Today, it is a something really special to see the runoff start in the first week of May. It happens every now and then, but for the most part, it begins sometime in the last week of April. Last year, it started on April 21st. This year, we began to see our first signs of it on April 19th.

If global warming is not happening, there is no doubt that “local” warming sure as hell is. At least it is in my part of the World.

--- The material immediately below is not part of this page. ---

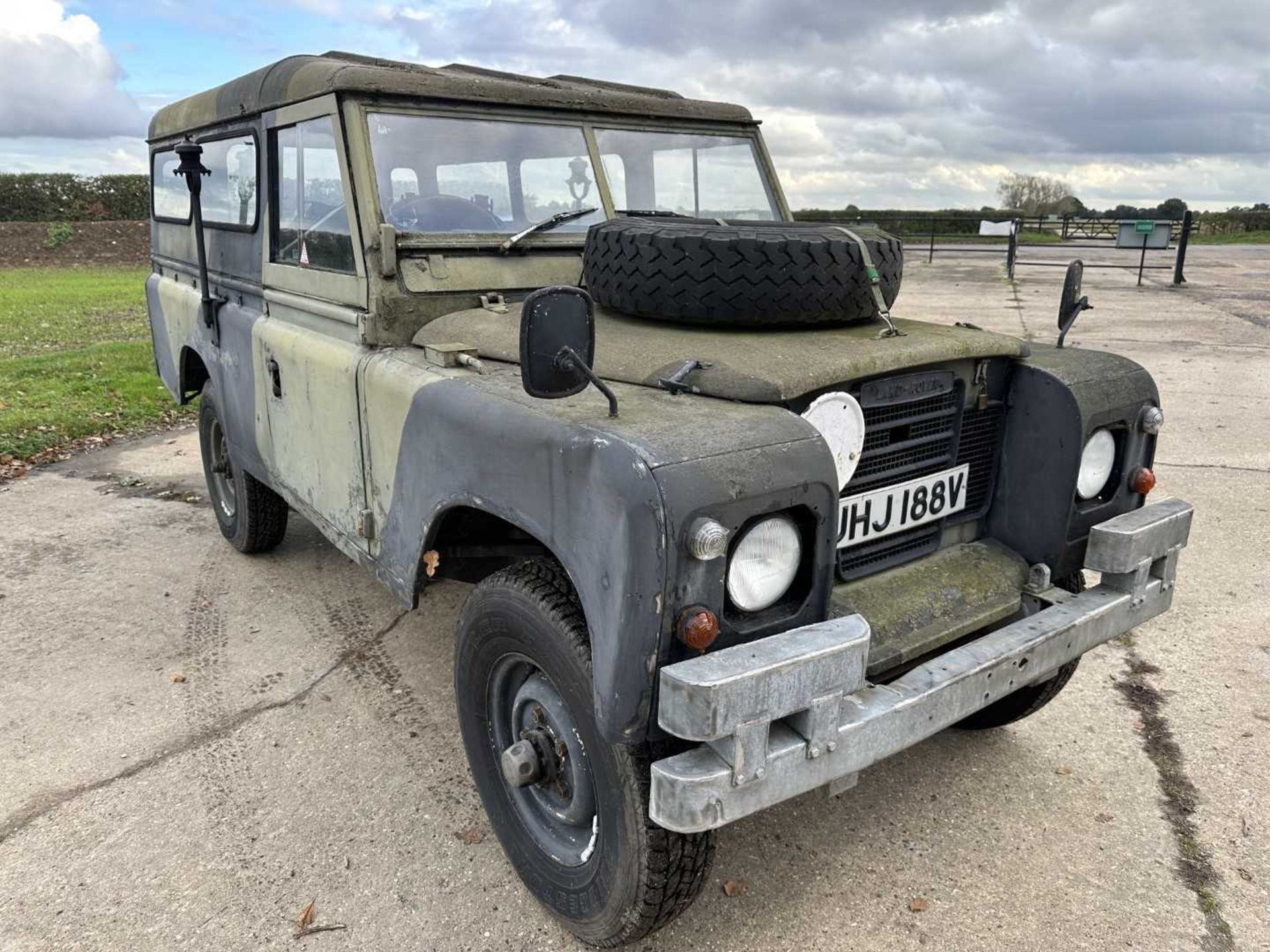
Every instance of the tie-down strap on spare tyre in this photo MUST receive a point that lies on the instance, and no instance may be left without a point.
(697, 270)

Now are there upsides to all of this? Yes. Temps are warmer than ever in early April, and that means even more intense dry fly fishing with #14 to #20 midges and BWOs than my father every really experienced with any consistency. And March has been lights out with streamers and dries and nymphs. In fact, March is becoming what April was. And the runoff is ending earlier on average, meaning that we can fish those late June hatches that were not in the cards 30-plus years ago except on rare occasions.

When the Snake is in full runoff, guides are not starving. The upper Green is less than an hour away. So is the South Fork of the Snake in Idaho, a storied dry fly tailwater. The lakes of Yellowstone National Park are a bit of a longer drive, but they can be epic when they open on

Memorial Day Weekend.

Nonetheless, I miss what we used to have on the Snake before runoff each April and May. There was something special about tossing #8 to #10 skwala imitations for seven hours straight and getting eats over and over and over again.

And every little now and then, when winter lasts a little longer and spring is a little cooler, those days are in the cards. I just want a lot more of them.